Marine mammals are very difficult to study in their natural environment. It is therefore important that any study of marine mammals uses the most appropriate techniques available in a manner that minimises disturbance to individual animals and avoids negative population level effects.
The ECS promotes and coordinates marine mammal research widely and believes that the conservation and well-being of these animals is important. For this reason, the Society has established a committee to help inform and advise its members and the marine mammal research community in general on issues relevant to research methods considered potentially intrusive or invasive.
The Science Advisory Committee (SAC) aims to:
- provide information to individuals and groups to help guide research
- promote the sharing of the vast technical expertise of the Society’s membership
- address questions put by ECS members and others1 on aspects of marine mammal
The Science Advisory Committee aims to promote good practice in research by encouraging scientists to consider the questions of both whether and how they carry out a particular study.
Minimise impact on study animals
All marine mammal research should try to minimise its impact on animals. This should be achieved by adhering to all relevant national legislation, best practise and to the established principle of the 3Rs: Reduction, Refinement and Replacement. This means that researchers should:
- minimise the number of animals disturbed by designing statistically robust studies
- minimise interference to an individual animal by ensuring the research method used is the best available for the question being asked
- seek alternatives to interfering with the animals by ensuring there are no appropriate pre-existing data or samples available; and
- ensure that robust answers cannot be gained by other means, for example from modelling.
It is important for the ECS to help advise researchers on the principles of good practice for studying marine mammals. The Science Advisory Committee will hold a series of Best Practice Workshops, to take place annually during the ECS Conference. These workshops will help towards the publication of good practice guidance to cover all areas of marine mammal research, and to provide advice on techniques (or information on where to learn more about the techniques) and the appropriateness of their use in different situations.
The guidance should contribute to a dedicated web page on Best Practice in Research.
Promote high standards within marine mammal research
The Science Advisory Committee will have the opportunity to assess best practice aspects of research submitted for presentation to an ECS conference or for publication in any conference proceedings, reviewing those abstract & video submissions flagged as of potential welfare concern. The ECS Council will arrange for the local conference scientific committee to forwardthose abstracts to the SAC for review. The Society does not accept research where unnecessary interference or suffering has been caused to the study animals.
The SAC aims to promote the highest scientific standards by drawing attention to inappropriate practices generally and to help formulate statements of concern from the Society on issues relating to marine mammal conservation and welfare.

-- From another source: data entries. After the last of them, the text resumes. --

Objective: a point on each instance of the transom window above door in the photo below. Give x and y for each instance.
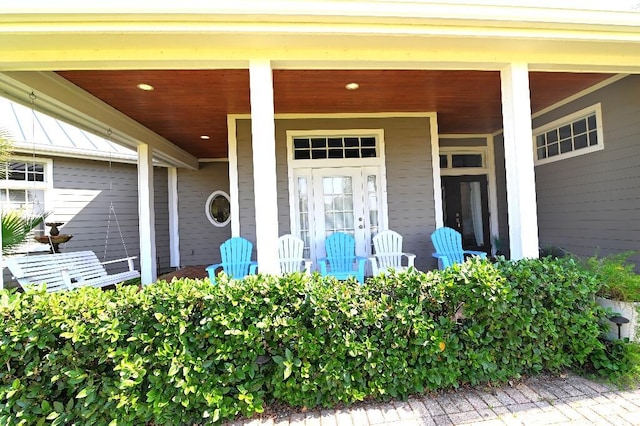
(334, 147)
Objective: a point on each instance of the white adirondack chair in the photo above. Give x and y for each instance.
(388, 253)
(290, 252)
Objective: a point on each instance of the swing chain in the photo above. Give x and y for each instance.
(112, 211)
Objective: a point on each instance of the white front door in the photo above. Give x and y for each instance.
(338, 199)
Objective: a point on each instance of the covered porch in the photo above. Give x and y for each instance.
(277, 104)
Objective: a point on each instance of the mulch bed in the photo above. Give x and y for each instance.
(196, 271)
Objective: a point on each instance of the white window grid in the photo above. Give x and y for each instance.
(570, 136)
(24, 188)
(334, 147)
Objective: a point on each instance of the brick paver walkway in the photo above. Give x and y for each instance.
(538, 401)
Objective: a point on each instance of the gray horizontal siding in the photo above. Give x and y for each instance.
(409, 176)
(199, 239)
(81, 198)
(589, 203)
(161, 211)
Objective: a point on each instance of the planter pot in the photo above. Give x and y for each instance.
(628, 310)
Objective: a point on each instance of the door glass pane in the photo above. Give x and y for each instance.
(472, 225)
(303, 208)
(338, 204)
(372, 204)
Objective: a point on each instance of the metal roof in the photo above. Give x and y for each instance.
(33, 131)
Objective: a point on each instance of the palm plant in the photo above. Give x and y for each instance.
(16, 226)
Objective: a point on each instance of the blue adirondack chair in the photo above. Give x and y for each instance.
(236, 259)
(448, 245)
(341, 258)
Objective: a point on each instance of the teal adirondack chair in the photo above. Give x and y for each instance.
(448, 245)
(236, 259)
(341, 261)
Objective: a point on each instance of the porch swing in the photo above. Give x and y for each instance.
(71, 270)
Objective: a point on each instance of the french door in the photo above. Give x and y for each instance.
(338, 199)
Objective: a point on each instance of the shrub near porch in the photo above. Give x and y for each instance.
(188, 351)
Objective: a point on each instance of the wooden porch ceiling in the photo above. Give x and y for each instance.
(186, 104)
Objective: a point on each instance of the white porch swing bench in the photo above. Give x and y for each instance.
(67, 271)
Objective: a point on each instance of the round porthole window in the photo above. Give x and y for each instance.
(218, 208)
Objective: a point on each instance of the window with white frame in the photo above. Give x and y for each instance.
(570, 136)
(23, 188)
(334, 147)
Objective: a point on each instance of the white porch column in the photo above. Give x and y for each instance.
(518, 154)
(264, 165)
(1, 262)
(174, 234)
(146, 216)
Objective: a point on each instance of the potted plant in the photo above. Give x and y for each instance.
(619, 292)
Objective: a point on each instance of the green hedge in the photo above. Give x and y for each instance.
(190, 352)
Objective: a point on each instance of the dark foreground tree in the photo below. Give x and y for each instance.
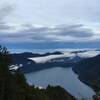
(13, 85)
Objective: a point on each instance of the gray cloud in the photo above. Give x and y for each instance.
(5, 10)
(30, 33)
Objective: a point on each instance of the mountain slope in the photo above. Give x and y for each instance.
(88, 70)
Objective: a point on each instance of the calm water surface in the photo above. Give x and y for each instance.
(64, 77)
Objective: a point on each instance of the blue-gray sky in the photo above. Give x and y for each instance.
(64, 23)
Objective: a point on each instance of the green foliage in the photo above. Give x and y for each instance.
(13, 85)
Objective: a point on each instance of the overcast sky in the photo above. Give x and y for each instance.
(50, 21)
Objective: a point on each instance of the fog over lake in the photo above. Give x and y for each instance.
(64, 77)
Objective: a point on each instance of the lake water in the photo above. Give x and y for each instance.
(64, 77)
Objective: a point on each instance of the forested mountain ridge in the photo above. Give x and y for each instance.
(13, 85)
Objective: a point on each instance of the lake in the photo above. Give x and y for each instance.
(64, 77)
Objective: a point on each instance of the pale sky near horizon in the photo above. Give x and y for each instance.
(59, 21)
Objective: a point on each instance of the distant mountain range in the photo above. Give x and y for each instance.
(27, 65)
(88, 70)
(85, 63)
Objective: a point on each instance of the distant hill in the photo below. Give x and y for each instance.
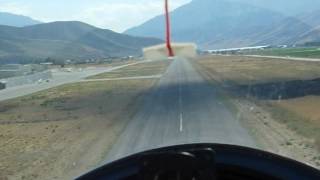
(9, 19)
(66, 40)
(287, 7)
(226, 24)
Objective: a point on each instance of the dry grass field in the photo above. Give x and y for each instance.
(279, 99)
(64, 131)
(143, 69)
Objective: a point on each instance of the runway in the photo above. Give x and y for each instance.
(182, 108)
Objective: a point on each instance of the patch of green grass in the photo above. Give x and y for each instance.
(292, 52)
(143, 69)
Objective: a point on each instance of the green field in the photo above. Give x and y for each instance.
(311, 52)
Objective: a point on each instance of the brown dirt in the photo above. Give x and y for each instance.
(280, 130)
(307, 107)
(65, 131)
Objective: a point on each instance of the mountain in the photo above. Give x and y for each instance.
(311, 18)
(287, 7)
(9, 19)
(66, 40)
(225, 24)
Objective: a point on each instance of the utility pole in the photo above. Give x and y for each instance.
(168, 31)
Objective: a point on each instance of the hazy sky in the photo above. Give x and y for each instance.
(117, 15)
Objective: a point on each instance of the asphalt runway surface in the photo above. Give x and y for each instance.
(182, 108)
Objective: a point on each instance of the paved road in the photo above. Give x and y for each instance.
(59, 78)
(183, 108)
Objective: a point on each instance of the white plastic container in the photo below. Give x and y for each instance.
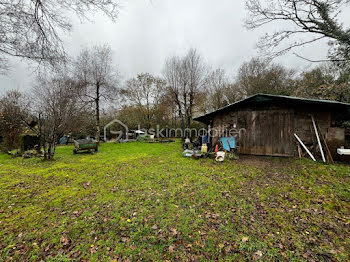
(220, 156)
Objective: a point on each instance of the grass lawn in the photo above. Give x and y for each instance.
(146, 202)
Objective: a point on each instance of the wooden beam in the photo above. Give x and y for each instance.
(307, 150)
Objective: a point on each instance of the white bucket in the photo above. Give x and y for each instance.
(220, 156)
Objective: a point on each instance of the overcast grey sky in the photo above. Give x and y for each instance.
(148, 31)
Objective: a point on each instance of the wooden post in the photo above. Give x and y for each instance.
(318, 138)
(307, 150)
(330, 158)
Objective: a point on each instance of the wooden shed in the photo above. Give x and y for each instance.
(266, 124)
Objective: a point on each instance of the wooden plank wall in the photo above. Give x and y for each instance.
(267, 132)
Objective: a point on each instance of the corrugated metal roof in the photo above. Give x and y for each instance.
(268, 97)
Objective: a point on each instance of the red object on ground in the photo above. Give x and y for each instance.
(216, 149)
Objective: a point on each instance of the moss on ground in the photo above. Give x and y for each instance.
(140, 201)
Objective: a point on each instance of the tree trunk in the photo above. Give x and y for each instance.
(97, 106)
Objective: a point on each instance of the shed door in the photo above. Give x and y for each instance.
(268, 132)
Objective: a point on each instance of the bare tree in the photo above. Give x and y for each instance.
(185, 78)
(260, 76)
(31, 28)
(13, 107)
(216, 85)
(145, 92)
(98, 80)
(55, 108)
(171, 74)
(315, 18)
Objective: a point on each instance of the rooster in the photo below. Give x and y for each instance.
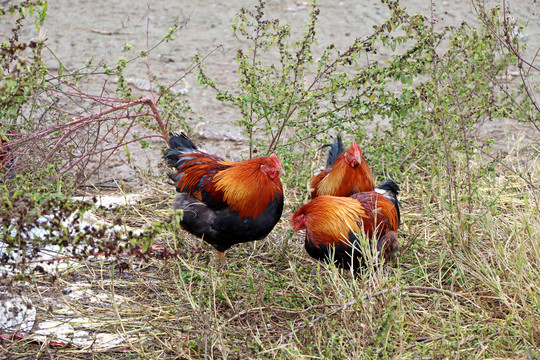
(346, 173)
(332, 224)
(223, 202)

Promote improvement and provide advice
Laws exist in many countries to regulate research on live animals. However, laws are very general and usually only set out the minimum acceptable standards for care and welfare. The ECS aims to promote progress in improving research techniques by helping to facilitate information exchange between members and through guidance from the Science Advisory Committee.

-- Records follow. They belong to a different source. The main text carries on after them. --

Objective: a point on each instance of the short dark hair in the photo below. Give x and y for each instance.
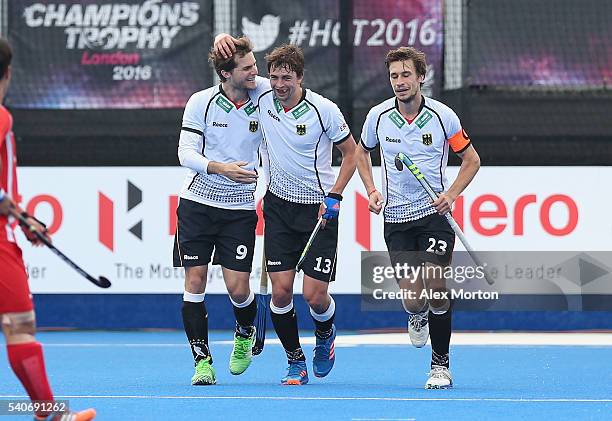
(243, 47)
(287, 56)
(6, 55)
(408, 53)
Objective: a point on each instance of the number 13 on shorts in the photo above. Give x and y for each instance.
(323, 265)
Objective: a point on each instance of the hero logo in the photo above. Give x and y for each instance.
(486, 207)
(113, 25)
(106, 212)
(262, 34)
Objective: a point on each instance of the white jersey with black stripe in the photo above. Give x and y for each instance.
(425, 140)
(215, 129)
(299, 143)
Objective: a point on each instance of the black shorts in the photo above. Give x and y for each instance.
(202, 228)
(429, 239)
(288, 226)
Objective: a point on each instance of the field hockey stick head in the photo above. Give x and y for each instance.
(399, 161)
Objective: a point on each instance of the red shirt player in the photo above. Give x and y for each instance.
(16, 308)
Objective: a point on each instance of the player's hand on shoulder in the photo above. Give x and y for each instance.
(224, 45)
(5, 205)
(375, 202)
(330, 208)
(235, 172)
(443, 203)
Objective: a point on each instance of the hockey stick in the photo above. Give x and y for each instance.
(309, 244)
(101, 282)
(263, 303)
(402, 159)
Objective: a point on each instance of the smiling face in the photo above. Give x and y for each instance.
(405, 80)
(285, 83)
(243, 75)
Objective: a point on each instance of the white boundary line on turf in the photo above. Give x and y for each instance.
(329, 398)
(383, 419)
(381, 339)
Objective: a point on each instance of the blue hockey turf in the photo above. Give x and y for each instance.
(146, 376)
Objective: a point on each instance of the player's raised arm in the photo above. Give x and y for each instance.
(224, 45)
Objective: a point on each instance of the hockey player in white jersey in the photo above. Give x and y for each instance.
(219, 142)
(415, 230)
(300, 128)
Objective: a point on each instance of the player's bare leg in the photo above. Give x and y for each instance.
(417, 307)
(440, 328)
(245, 310)
(27, 361)
(195, 322)
(323, 311)
(284, 319)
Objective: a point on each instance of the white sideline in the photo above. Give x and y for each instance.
(382, 339)
(327, 398)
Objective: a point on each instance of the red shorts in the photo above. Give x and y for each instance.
(15, 294)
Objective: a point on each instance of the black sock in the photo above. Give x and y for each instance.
(323, 330)
(195, 321)
(439, 333)
(285, 326)
(245, 318)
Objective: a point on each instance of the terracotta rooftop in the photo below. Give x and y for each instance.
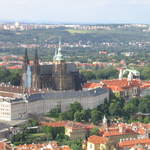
(131, 143)
(68, 124)
(91, 85)
(97, 139)
(45, 146)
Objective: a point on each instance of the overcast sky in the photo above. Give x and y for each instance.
(76, 11)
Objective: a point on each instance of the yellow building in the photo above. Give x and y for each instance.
(75, 130)
(98, 143)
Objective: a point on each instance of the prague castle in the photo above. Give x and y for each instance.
(45, 87)
(60, 75)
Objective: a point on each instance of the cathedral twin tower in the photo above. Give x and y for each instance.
(60, 75)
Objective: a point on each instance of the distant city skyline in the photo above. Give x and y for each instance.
(76, 11)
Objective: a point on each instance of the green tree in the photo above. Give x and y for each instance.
(96, 116)
(94, 131)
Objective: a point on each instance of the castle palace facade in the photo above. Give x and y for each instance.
(60, 75)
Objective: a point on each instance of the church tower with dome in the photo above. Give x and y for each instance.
(59, 76)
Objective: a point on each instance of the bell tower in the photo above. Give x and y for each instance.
(36, 72)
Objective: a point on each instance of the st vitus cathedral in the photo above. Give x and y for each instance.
(60, 75)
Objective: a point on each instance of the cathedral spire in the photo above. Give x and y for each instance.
(26, 61)
(58, 55)
(36, 62)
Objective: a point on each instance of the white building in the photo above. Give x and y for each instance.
(21, 106)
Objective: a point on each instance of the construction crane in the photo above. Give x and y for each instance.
(131, 73)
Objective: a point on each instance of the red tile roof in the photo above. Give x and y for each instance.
(97, 139)
(131, 143)
(45, 146)
(91, 85)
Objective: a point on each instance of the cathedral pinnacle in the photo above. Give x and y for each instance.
(58, 54)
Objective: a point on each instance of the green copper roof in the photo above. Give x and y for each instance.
(58, 55)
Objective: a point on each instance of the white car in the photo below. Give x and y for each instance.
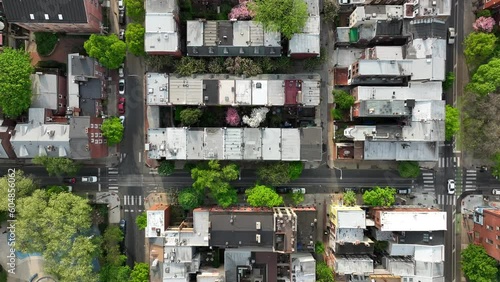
(299, 190)
(121, 74)
(121, 86)
(89, 179)
(451, 186)
(451, 35)
(121, 7)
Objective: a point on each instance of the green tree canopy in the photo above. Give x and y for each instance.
(486, 79)
(323, 272)
(479, 46)
(109, 50)
(135, 10)
(190, 116)
(477, 265)
(274, 174)
(349, 198)
(15, 185)
(380, 197)
(142, 220)
(189, 199)
(190, 65)
(263, 196)
(297, 198)
(452, 122)
(140, 273)
(57, 166)
(15, 82)
(166, 168)
(112, 129)
(286, 16)
(408, 169)
(50, 222)
(216, 178)
(134, 36)
(343, 100)
(295, 170)
(74, 263)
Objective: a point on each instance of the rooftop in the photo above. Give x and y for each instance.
(161, 33)
(45, 91)
(48, 11)
(157, 85)
(231, 38)
(211, 89)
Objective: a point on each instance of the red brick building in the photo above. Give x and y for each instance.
(69, 16)
(487, 232)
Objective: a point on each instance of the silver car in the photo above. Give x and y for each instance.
(89, 179)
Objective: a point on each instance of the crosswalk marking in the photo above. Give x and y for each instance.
(447, 200)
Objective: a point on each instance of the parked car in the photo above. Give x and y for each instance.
(299, 190)
(121, 105)
(70, 180)
(451, 35)
(89, 179)
(123, 225)
(121, 73)
(121, 86)
(121, 17)
(451, 186)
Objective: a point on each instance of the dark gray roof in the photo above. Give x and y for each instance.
(211, 92)
(311, 144)
(241, 229)
(234, 51)
(79, 140)
(35, 11)
(394, 28)
(427, 28)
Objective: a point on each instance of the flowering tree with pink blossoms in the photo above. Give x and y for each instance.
(484, 24)
(232, 117)
(241, 12)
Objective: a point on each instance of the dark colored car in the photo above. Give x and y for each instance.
(69, 180)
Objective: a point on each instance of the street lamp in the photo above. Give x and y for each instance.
(338, 170)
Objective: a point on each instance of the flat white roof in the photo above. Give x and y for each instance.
(271, 144)
(415, 90)
(161, 33)
(175, 147)
(311, 92)
(227, 92)
(233, 141)
(186, 91)
(157, 87)
(195, 33)
(244, 92)
(73, 88)
(412, 221)
(290, 144)
(259, 92)
(276, 92)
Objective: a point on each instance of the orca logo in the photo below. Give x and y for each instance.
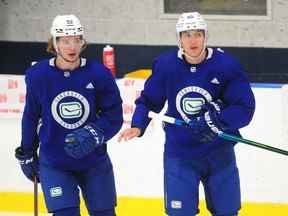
(192, 106)
(186, 104)
(77, 107)
(70, 110)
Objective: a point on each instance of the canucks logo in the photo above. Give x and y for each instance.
(189, 101)
(70, 109)
(192, 106)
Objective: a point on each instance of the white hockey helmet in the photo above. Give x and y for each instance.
(66, 25)
(191, 21)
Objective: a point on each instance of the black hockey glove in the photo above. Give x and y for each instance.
(83, 141)
(28, 162)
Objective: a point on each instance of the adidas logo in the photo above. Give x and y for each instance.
(215, 81)
(89, 86)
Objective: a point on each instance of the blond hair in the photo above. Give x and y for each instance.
(51, 49)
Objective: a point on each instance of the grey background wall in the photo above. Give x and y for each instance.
(140, 30)
(138, 22)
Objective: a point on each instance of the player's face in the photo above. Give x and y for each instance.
(192, 42)
(70, 47)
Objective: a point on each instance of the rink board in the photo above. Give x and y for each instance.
(12, 204)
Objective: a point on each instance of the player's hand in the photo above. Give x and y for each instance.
(28, 162)
(128, 134)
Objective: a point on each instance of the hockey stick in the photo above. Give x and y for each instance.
(35, 183)
(223, 135)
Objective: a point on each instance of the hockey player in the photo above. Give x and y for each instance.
(208, 89)
(80, 109)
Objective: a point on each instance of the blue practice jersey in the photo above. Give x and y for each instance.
(64, 101)
(186, 88)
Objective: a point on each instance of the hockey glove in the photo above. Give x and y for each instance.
(83, 141)
(28, 162)
(208, 125)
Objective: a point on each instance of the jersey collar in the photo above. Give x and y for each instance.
(209, 53)
(83, 62)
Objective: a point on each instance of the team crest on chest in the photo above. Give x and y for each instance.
(70, 109)
(189, 101)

Specific questions on all aspects of marine mammal research can be sent to the SAC, which will attempt to address them or direct the person to a suitable resource whenever possible.
The SAC is also available to provide advice if needed to the ECS Council.

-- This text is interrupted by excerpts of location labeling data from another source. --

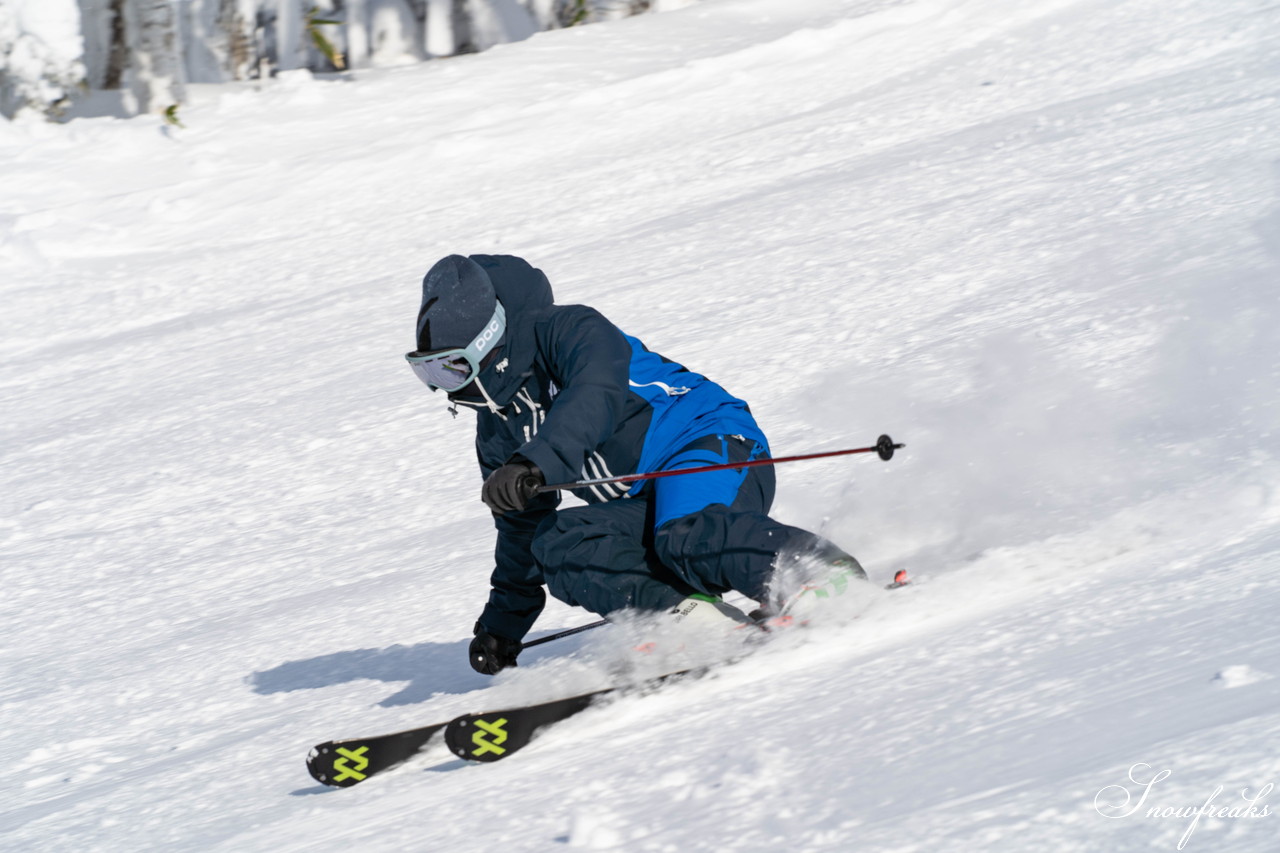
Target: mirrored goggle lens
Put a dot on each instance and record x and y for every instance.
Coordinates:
(447, 372)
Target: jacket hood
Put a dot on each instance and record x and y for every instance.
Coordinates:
(525, 295)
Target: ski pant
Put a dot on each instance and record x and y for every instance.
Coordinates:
(707, 533)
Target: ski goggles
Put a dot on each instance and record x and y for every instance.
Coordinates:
(452, 369)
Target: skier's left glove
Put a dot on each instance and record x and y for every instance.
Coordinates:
(490, 653)
(512, 487)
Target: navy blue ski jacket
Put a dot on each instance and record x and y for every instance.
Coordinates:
(580, 400)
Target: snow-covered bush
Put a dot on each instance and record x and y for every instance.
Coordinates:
(40, 55)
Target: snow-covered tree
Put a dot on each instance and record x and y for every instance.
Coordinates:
(40, 55)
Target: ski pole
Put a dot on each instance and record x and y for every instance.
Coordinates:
(567, 632)
(883, 446)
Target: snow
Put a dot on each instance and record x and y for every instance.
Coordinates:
(1040, 243)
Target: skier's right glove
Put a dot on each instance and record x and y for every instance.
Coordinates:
(512, 487)
(490, 653)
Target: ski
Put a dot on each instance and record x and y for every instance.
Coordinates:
(490, 735)
(342, 763)
(475, 737)
(497, 734)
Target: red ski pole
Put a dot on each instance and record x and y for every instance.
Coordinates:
(883, 446)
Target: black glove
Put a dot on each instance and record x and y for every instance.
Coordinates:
(511, 487)
(490, 653)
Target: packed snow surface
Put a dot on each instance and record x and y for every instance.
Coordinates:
(1038, 242)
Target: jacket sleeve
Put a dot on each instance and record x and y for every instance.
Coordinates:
(590, 360)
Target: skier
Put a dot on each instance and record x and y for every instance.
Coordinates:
(562, 395)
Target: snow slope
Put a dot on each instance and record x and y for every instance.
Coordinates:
(1037, 242)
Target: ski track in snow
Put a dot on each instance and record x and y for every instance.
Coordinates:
(1037, 242)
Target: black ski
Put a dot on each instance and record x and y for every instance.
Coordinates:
(497, 734)
(342, 763)
(479, 737)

The decision to create a European Cetacean Society Science Advisory Committee was taken after a workshop held in La Rochelle in 2004, during its 19th Annual Conference. The name of the committee evolved from the Ethics Advisory Committee to become the Science Advisory Committee to encompass the broad role of the group. Its members are ECS senior scientists whose fields of expertise cover a great range of disciplines and include both past Chairs of the society and experts in best practice and animal welfare. New members are appointed by the Committee as and when needed.
Science Advisory Committee – current membership
Mario Acquarone, Alex Aguilar, Michel André (Chair), James Barnett, Arne Bjørge, Sarah Dolman (Secretary), Greg Donovan, Peter G.H. Evans, Jonathan Gordon, Manuel Garcia-Hartmann, Thierry Jauniaux, and Cecile Vincent.